Even though he missed two games this year, along with most of the Ole Miss game in which he got hurt, Stewart has been Alabama’s leading receiver in yards with 852 on 52 catches, eight for touchdowns.
With Alabama running more horizontal plays, with jet sweeps and shovel passes that look like end-around runs, he’s getting plenty of opportunities to demonstrate his versatility.
It also makes him someone that Washington’s defense has to always account for during the upcoming national semifinal. While the Huskies have big starting cornerbacks with Kevin King (6’3″) and Sidney Jones (6’0″), prominent safety Budda Baker leads the unit that also features Jojo McIntosh and Taylor Rapp, the Pac-12 Freshman Defensive Player of the Year.
They’ll be Stewart’s primary marks, run or pass. He’s the guy who, excuse the pun, plays with an edge and can turn the momentum of a game in numerous ways.
“I think what make ArDarius so good is that he not only catches the ball—he has to catch it and make great plays—but he blocks every down,” Howard said. “He plays hard every play. He’s one of the best blocking receivers you can see in the nation. Every time the ball is in somebody else’s hands, he wants to see them score just as bad as he wants to score.”

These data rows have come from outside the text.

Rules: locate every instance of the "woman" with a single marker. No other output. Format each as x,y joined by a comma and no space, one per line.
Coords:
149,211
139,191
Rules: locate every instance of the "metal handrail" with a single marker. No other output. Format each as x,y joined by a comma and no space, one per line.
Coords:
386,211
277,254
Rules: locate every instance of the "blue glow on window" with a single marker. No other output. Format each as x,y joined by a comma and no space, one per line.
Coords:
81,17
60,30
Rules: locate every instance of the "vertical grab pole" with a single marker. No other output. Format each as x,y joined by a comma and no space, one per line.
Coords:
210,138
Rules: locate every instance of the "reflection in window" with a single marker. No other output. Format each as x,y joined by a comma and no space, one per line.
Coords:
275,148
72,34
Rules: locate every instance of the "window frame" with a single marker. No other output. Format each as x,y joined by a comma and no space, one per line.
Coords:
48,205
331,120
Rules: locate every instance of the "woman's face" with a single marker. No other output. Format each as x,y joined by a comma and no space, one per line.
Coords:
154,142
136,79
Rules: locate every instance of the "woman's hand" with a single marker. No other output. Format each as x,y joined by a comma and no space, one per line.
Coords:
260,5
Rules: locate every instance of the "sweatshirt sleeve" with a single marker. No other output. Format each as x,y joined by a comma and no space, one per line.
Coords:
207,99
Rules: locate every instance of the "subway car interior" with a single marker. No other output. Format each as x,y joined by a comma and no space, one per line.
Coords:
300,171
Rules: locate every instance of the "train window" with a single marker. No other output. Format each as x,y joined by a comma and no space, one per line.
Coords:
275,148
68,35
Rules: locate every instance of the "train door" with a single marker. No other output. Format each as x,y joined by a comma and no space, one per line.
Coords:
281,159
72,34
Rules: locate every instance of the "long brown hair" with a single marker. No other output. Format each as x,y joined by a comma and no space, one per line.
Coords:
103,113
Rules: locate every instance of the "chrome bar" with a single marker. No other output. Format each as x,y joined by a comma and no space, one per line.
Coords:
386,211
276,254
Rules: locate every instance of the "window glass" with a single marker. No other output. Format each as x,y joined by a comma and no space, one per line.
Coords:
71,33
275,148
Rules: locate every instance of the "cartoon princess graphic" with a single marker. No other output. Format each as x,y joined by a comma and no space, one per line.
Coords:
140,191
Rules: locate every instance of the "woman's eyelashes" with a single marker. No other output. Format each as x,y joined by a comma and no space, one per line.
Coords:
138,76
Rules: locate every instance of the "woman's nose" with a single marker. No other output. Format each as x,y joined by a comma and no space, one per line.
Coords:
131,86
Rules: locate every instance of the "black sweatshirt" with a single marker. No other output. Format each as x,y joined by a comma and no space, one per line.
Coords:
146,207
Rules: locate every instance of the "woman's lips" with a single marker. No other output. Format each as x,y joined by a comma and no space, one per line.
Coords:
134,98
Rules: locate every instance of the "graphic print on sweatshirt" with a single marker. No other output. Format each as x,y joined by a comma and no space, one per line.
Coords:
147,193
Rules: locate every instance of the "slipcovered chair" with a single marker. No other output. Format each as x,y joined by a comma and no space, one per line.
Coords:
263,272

That makes him a coach’s dream, even when he’s carrying around the ax, which to Stewart is much more than a prop.
“We gotta be the slashers, man,” he said. “We gotta come in when we need a big play. Sacrifice our bodies, make something happen and make something come through. When we’re down and we’re struggling, we gotta swing the momentum in our hands.”
Just don’t get in his way when he does.
Quotes were obtained firsthand unless otherwise noted.